As we willingly play along with this nihilism, smiling into the camera as the world burns, the moors wouldn’t look that visibly different even in the wake of a nuclear wipeout. After all, they already cater for all the traumas that cannot be accounted for down there – what’s another one?


But really, what now plays out down there is capitulation with a cuddly facade.

We may speak of inner peace, mindfulness and body positivity, but we are merely smiling casualties of a failed dream of another kind of 21st century.

Maybe it’s too late now. Maybe the ample advice, facts, solutions of the 2010s came too late to change course. Neither the macro, the micro, nor the global or the personal could do the work in the time allocated to it.

Mental health awareness abounds but will not save us.

We only dare speak of ‘good’ mental illness. The safe space to sigh, to subscribe to ‘better help’.

…not the ‘bad and the ugly’ of mental illness, which remains as removed from discourse as when the monsters originally poured out the industrial hell holes below and found their way up here.

Working class identity is now a facade background to the gentrification of the Northern Soul. We bask under a fake authenticity, acting like animatronic museum pieces for which history has stopped. We split ourselves in two in order to play along.

E.P Thompson said ‘the working class was present at its own making”. But it was also present at the formation of its own monsters, either side of these hills. Brady, Sutcliffe, etc.

If the Moors Murders were not an act of mental illness, then nothing is. The ‘bad and ugly’ side of mental illness we dare not speak of until it’s too late. A Frankenstein’s monster, ground down and ground up, out of the grey, anonymous, mute trauma of working class life.

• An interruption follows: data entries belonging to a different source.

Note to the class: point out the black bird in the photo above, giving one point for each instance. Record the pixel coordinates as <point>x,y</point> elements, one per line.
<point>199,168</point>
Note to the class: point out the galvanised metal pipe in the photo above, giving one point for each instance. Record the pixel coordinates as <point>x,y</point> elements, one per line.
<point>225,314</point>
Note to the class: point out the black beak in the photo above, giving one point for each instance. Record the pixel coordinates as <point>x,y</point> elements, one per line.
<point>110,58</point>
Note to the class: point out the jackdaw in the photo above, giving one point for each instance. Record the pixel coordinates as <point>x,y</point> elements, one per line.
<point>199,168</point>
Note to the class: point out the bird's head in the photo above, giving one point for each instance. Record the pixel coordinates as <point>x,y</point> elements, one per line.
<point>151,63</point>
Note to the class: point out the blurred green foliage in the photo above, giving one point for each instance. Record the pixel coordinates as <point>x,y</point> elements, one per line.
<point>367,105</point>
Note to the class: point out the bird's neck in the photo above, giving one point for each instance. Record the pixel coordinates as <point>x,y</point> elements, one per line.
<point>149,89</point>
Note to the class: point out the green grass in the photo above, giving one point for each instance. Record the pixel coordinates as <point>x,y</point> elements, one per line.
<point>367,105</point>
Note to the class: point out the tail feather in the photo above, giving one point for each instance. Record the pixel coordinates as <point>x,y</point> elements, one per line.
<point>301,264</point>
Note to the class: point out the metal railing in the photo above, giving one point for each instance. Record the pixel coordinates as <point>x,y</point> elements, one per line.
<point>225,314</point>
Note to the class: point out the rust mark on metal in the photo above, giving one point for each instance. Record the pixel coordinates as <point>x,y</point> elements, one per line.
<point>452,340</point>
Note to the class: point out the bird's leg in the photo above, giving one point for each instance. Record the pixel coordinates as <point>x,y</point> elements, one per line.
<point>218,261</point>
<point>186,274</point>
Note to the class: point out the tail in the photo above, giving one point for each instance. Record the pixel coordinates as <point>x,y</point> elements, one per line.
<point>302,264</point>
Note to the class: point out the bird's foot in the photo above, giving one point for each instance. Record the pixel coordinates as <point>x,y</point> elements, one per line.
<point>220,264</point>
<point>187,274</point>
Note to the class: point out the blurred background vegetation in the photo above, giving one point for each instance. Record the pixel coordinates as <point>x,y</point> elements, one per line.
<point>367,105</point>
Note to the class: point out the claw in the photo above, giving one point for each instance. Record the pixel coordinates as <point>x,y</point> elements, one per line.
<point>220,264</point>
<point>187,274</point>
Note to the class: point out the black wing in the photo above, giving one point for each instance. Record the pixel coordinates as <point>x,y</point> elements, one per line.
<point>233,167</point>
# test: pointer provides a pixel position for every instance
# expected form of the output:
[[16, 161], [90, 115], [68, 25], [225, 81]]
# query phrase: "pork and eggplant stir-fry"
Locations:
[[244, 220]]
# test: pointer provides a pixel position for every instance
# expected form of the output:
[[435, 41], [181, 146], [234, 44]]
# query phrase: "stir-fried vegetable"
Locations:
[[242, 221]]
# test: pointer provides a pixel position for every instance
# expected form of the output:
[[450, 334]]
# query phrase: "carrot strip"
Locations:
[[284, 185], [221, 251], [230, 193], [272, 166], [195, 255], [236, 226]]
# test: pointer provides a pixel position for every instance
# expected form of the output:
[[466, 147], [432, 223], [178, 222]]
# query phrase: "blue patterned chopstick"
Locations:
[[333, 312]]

The Moors Murders are so important to the relationship between the moors and its civilised surroundings. The single fact that the victims were buried here is an horrific manifestation of a collective sickness that keeps on beckoning us to all to flee towards them.

Unlike the Derbyshire Dales further south, these hills still can’t easily be framed by a gentrifying gaze – the hold of the horrors upon these hills undoes their capture, and in a sense liberates them. All things can speak their name up here as the increasingly gentrified towns down below turn away from that which came out of them.

Like the moors, accountability is both singular and plural. Always individual and collective.

Who makes the monsters? And why did we look away when we had the answers?

Conversely, by looking away, out of the towns, since 2019, since the pandemic, it has been the only way to look back in at them.


“When we awoke it was spring”

The above line is taken from the film ‘London’ by Patrick Keiller.

Spring means more to me than I realise, if I’m foolish enough to let it slip me by. I see it specifically in the former mining areas of South and West Yorkshire, the rolling fields that still separate the sporadic built-up areas, always feel suggestive of my own renewal, social renewal.

I’ve got a lot that I need to put into Spring this year, a pretty hopeless few years and some deeply regrettable moments of self-destruction and self-sabotage, that I seek some resolve and closure on, moving on.

I took this photograph in very early May 2015, walking through Crofton, Wakefield, with my friend Michael Hill. It was the eve of the 2015 general election, a Thursday eve – the time of the optimist (if you ask me) before the realisation of the limitations of the weekend are upon us.

Perhaps things didn’t turn out how we desired that evening, but it sparked new possibilities, both personally and politically. And that’s always there, even after years without hope, a new spring.